Runbook - Node Not Advertising nvidia.com/gpu¶

Severity: High - GPU capacity silently missing from the fleet; workloads Pending. Applies to: real GPU clusters with NVIDIA GPU Operator. (In the simulation, the analogue is a fake node missing its status.allocatable entry.)

🧩 Running HAMi instead of the standard device plugin? Don't chase a non-bug: HAMi advertises only nvidia.com/gpu in status.allocatable (= physical GPUs × deviceSplitCount, default 10). It does not put nvidia.com/gpumem or nvidia.com/gpucores there - those are accounted by the HAMi scheduler from the hami.io/node-nvidia-register node annotation and enforced per-pod by HAMi-core. So the health check is nvidia.com/gpu present and the annotation populated:
kubectl get node -o jsonpath='{.items[0].status.allocatable.nvidia\.com/gpu}'; echo
kubectl get node -o jsonpath='{.items[0].metadata.annotations.hami\.io/node-nvidia-register}'; echo
Empty annotation → check the hami-device-plugin pod logs and that the node is labelled gpu=on. Also note HAMi requires nvidia to be the default containerd runtime - see k3s default runtime / containerd config.

Symptom¶

GPU pods Pending with Insufficient nvidia.com/gpu despite a GPU node existing
kubectl describe node <node> shows nvidia.com/gpu: 0 or no entry at all

Triage order (walk the GPU path bottom-up)¶

The fastest diagnosis follows diagrams/gpu-path-to-pod.md from hardware up. Each step isolates one failure domain.
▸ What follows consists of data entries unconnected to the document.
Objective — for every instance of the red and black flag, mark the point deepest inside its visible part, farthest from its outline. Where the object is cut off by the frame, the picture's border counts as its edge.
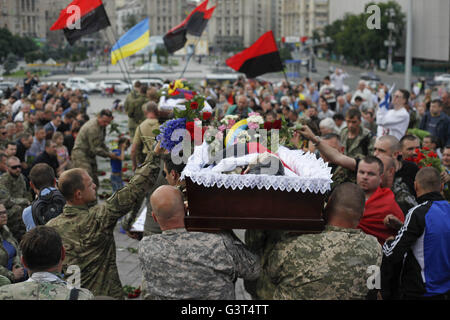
(80, 18)
(194, 24)
(262, 57)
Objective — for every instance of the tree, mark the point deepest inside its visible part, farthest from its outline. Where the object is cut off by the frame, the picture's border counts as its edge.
(10, 63)
(129, 22)
(285, 54)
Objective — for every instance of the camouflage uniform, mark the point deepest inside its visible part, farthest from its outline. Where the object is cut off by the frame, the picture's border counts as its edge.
(178, 264)
(90, 142)
(144, 138)
(342, 175)
(15, 197)
(87, 232)
(403, 196)
(5, 234)
(328, 266)
(361, 146)
(133, 107)
(261, 242)
(42, 286)
(28, 128)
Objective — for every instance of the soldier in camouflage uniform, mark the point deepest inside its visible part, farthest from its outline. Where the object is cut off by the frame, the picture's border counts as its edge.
(15, 197)
(261, 243)
(87, 232)
(191, 265)
(6, 235)
(357, 140)
(144, 137)
(331, 265)
(42, 246)
(133, 107)
(90, 142)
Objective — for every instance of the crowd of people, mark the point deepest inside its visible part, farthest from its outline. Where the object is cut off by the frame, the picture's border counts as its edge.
(382, 206)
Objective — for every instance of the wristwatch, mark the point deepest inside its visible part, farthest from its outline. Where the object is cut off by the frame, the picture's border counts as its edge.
(317, 138)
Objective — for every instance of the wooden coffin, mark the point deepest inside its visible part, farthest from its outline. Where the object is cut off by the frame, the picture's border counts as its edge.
(213, 208)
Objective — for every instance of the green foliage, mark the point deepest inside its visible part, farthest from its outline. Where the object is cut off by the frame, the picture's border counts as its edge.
(285, 54)
(16, 45)
(10, 63)
(356, 42)
(130, 22)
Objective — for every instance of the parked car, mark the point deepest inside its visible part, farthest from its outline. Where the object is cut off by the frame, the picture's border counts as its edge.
(155, 82)
(152, 67)
(119, 86)
(82, 84)
(442, 79)
(5, 85)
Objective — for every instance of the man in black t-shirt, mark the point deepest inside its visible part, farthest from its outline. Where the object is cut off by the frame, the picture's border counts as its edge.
(29, 82)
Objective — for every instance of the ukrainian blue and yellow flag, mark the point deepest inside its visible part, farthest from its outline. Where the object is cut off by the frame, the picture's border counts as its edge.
(136, 39)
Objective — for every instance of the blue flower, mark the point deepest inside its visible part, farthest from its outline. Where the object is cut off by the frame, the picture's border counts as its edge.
(167, 130)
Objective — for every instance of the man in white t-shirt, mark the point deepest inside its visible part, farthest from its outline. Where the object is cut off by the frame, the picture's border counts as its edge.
(364, 93)
(337, 80)
(395, 121)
1. Driver layer (on the node)¶

nvidia-smi

Fails / no devices → driver problem. Check dmesg | grep -i nvidia, driver package state, secure boot / kernel module signing, recent kernel upgrades that orphaned the DKMS module. Stop here and fix the driver first.
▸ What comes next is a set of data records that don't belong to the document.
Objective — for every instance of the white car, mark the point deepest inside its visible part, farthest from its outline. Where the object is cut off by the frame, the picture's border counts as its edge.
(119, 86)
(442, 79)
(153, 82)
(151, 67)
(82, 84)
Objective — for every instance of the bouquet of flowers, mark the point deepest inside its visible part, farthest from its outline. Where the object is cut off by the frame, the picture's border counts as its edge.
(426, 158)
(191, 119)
2. Container runtime layer (on the node)¶

docker run --rm --gpus all nvidia/cuda:12.4.1-base-ubuntu22.04 nvidia-smi
# or for containerd-only nodes, check the runtime config:
grep -A3 nvidia /etc/containerd/config.toml

Fails while host nvidia-smi works → Container Toolkit / runtime config problem. Re-run nvidia-ctk runtime configure per official docs and restart the runtime.
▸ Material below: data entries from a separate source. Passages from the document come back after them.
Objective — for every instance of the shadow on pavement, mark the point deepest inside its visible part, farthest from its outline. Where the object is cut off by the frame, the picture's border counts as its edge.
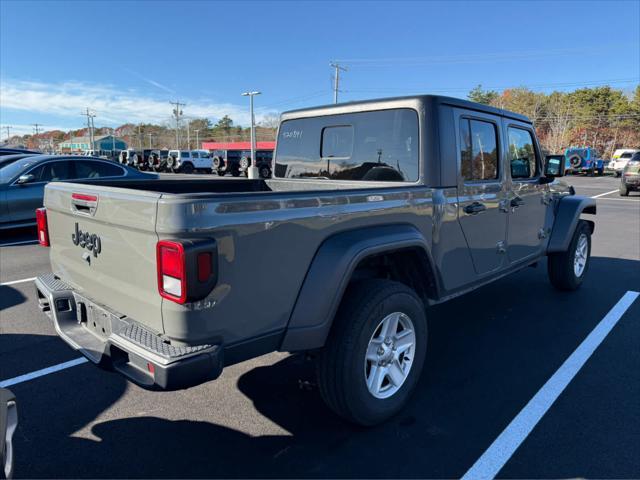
(9, 297)
(489, 352)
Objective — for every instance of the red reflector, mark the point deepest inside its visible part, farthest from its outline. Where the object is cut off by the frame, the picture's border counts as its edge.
(204, 266)
(43, 227)
(82, 196)
(172, 277)
(171, 261)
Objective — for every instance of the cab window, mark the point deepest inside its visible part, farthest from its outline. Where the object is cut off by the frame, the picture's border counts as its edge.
(522, 153)
(86, 169)
(479, 150)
3. GPU Operator components¶

kubectl get pods -n gpu-operator -o wide | grep -E 'device-plugin|driver|toolkit|validator'
kubectl logs -n gpu-operator <device-plugin-pod>
kubectl describe pod -n gpu-operator <failing-pod>

Common findings: - Driver daemonset pod CrashLoopBackOff → see gpu-operator-driver-pod-failing.md - Device plugin running but logging "no devices found" → step 1 or 2 actually failed; re-verify - Validator pods failing → read their logs; they name the broken layer

4. Node labels / selectors¶

kubectl get node <node> --show-labels | tr ',' '\n' | grep -i nvidia

GPU Operator daemonsets target nodes via feature labels; a node that lost its labels (e.g. after re-provisioning) gets no device plugin pod at all.

5. kubelet registration¶

kubectl get node <node> -o jsonpath='{.status.allocatable}' | jq .
journalctl -u kubelet --since "1 hour ago" | grep -i 'device plugin'

Device plugin healthy but allocatable still 0 → kubelet may need a restart to re-register the plugin socket; check for stale sockets under /var/lib/kubelet/device-plugins/.

Resolution verification¶

kubectl get node <node> -o jsonpath='{.status.allocatable.nvidia\.com/gpu}'
kubectl run cuda-verify --rm -it --restart=Never \
  --image=nvidia/cuda:12.4.1-base-ubuntu22.04 \
  --limits=nvidia.com/gpu=1 -- nvidia-smi

Prevention¶

Alert on sum(node allocatable nvidia.com/gpu) dropping below expected fleet size (Phase 4 alert rule)
Pin GPU Operator and driver versions; treat upgrades as change-managed events
Run the validator checks after every node provision/reboot

Drill in this lab¶

Simulation: delete the nvidia.com/gpu allocatable from one fake node and watch scheduling behaviour change; practice the triage narrative. Real mode: after Phase 2 setup, stop the device plugin daemonset and walk this runbook end to end, capturing output for the validation report.